C'est bien elle que cite .... avant de commencer ce roman.
Beyrouth des années 80,en pleine guerre civile,guerre de religions,de milices,de factions qui rythme le quotidien des gens. La famille de ....n'a plus de chez soi et tient dans une valise ce qu'elle emporte au gré de ses déménagements.
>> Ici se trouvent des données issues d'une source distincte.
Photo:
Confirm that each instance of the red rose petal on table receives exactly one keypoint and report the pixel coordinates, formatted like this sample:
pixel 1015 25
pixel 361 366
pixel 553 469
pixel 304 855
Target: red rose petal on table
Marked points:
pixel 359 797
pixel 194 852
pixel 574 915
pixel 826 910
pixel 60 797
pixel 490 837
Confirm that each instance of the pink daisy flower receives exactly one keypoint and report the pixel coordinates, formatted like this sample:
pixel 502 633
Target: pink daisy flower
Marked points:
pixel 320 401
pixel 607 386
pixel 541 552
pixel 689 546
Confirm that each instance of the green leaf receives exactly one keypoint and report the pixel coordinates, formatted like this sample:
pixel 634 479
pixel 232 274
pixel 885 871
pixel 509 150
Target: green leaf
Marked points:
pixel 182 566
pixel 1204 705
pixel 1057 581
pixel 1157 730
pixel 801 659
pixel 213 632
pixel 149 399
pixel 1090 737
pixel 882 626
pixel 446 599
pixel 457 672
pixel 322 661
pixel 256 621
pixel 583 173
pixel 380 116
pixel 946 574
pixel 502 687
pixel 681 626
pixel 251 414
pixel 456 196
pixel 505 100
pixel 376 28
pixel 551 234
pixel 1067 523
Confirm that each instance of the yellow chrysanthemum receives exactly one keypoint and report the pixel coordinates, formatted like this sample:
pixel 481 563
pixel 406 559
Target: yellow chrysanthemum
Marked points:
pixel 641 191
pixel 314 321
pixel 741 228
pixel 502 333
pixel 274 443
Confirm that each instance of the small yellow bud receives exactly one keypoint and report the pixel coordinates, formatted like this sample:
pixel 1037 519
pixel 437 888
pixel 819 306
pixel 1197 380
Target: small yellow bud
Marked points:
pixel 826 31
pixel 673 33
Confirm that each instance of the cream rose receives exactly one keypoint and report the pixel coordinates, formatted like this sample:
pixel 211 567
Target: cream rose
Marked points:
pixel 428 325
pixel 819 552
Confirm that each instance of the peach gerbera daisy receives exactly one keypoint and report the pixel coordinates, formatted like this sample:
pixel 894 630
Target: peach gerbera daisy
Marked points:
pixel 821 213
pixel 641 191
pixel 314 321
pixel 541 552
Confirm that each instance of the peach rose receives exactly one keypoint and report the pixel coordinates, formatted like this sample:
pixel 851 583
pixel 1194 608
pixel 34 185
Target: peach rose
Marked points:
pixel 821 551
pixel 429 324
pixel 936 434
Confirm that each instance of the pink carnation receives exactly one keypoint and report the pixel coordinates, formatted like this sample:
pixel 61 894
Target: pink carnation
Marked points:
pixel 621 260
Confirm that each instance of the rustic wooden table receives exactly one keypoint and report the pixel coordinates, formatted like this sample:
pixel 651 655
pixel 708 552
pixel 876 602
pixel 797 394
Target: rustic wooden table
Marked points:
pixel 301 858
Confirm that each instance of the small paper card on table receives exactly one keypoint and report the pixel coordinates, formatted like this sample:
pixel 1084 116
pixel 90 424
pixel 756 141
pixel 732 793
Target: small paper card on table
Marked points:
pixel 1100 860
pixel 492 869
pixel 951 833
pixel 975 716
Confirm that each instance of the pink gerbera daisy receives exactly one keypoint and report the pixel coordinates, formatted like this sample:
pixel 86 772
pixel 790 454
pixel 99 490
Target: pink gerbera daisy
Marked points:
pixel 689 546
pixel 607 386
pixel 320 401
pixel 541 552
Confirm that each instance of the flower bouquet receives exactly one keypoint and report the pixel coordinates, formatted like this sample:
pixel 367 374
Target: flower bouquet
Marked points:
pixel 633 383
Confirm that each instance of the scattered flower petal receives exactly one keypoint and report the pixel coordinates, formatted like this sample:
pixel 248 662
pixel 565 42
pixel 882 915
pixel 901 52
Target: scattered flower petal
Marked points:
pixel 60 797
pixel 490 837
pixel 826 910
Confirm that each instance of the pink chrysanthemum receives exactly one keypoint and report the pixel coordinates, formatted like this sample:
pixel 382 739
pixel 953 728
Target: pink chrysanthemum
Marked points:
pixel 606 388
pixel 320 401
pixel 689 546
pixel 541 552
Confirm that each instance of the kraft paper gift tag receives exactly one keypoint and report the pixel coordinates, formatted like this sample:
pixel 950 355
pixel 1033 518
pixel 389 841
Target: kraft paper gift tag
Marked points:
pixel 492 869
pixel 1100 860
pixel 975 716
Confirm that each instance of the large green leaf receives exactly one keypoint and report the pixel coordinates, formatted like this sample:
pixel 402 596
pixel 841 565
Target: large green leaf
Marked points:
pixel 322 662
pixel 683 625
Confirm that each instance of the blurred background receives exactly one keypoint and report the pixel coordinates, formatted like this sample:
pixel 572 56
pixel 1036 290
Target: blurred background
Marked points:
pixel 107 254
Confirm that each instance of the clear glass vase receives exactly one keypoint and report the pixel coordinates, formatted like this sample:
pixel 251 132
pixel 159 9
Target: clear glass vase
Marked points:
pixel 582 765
Cette guerre et ces détonations rythment aussi la vie de cette jeune écolière de 6 ans qui attend avec une sérénité fausse,une bravoure cachée mais une joie non feinte,le moment de la journée où son père appelé par l'école,devra comme les autres parents venir récupérer sa fille.
La fille et le père sortent alors doigt dans la main et emmenés en lieu sûr par ce père,ce géant,ce modèle,cette vénération,ce dieu.
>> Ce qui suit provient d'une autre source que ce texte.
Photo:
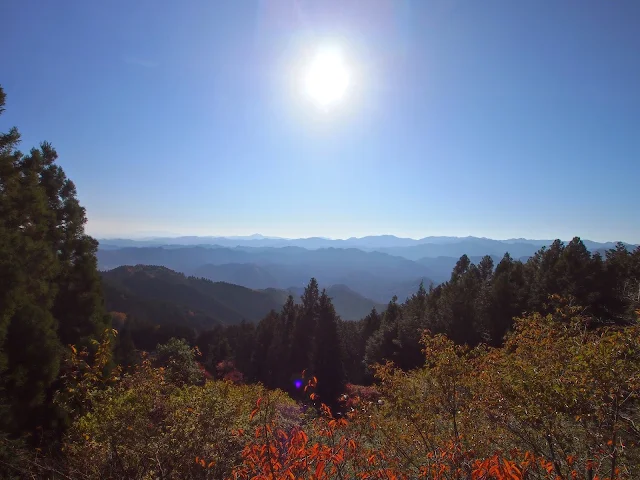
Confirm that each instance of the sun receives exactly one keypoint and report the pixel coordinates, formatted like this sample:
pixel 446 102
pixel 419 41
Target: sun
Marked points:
pixel 327 77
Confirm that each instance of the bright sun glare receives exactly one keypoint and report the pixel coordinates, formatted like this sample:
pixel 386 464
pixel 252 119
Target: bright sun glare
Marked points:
pixel 327 77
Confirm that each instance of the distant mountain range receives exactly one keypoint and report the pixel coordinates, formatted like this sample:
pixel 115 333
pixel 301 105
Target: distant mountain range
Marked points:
pixel 449 246
pixel 376 267
pixel 160 295
pixel 374 275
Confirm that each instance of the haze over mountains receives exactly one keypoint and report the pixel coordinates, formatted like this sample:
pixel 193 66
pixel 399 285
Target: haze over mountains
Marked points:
pixel 375 267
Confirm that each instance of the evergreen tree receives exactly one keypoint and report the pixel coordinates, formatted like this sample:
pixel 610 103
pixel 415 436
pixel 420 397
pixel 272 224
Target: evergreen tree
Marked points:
pixel 326 354
pixel 50 293
pixel 383 344
pixel 303 330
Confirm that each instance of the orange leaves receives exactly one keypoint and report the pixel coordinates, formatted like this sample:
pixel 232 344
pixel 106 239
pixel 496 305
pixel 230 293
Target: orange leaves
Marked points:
pixel 255 410
pixel 203 463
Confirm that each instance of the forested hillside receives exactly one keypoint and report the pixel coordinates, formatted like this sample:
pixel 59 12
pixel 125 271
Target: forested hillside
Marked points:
pixel 507 370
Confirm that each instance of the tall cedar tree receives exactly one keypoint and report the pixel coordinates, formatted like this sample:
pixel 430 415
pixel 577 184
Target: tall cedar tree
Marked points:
pixel 302 337
pixel 50 292
pixel 327 353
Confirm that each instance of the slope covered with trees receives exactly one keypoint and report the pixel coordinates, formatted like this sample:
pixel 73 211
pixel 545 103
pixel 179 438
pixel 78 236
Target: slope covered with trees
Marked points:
pixel 50 294
pixel 515 370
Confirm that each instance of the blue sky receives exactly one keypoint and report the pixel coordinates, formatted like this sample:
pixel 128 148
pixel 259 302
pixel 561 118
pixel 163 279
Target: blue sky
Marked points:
pixel 488 118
Arrivés à la maison,ils s'occupent alors des plantes si chères à la grand-mère,ces plantes dont "Les mauvaises herbes".
Vient alors le moment de quitter le Liban pour la famille mais sans le père.
Une histoire à deux voix : celle de la narratrice fillette, ado et femme et de ce père qui raconte cette relation d'amour père fille que l'espace et le temps mettent un peu à mal,relation tissée par cette main que l'on transforme en la mettant dans celle d'un autre : une autre citation cette fois de Paul Eluard.
Une relation tissée par cet amour des plantes et même loin l'un de l'autre,père et fille entretiennent cette belle relation d'amour par ces plantes que chacun essaie de faire pousser,chacun d'un côté de la Méditerranée.
Un très beau roman de Dima ABDDALLAH , certainement un peu autobiographique,écrit avec poésie,force,de répétitions positives ou négatives qui sont une accumulation d'émotions,de jugements de la fille et de son père avec cette souffrance de la séparation et de cet exil intérieur.
De belles phrases percutantes qui se suffisent à elles mêmes pour décrire, expliquer sans justifier et surtout écrire sur le ressenti de ce peuple libanais balloté, dépouillé de ses racines à l'image de Beyrouth détruite et reconstruite artificiellement et ce n'est qu'un début ou plutôt c'est sans fin.
Merci à Dima ABDDALLAH pour ce roman pur,profond et pleine de sensibilité.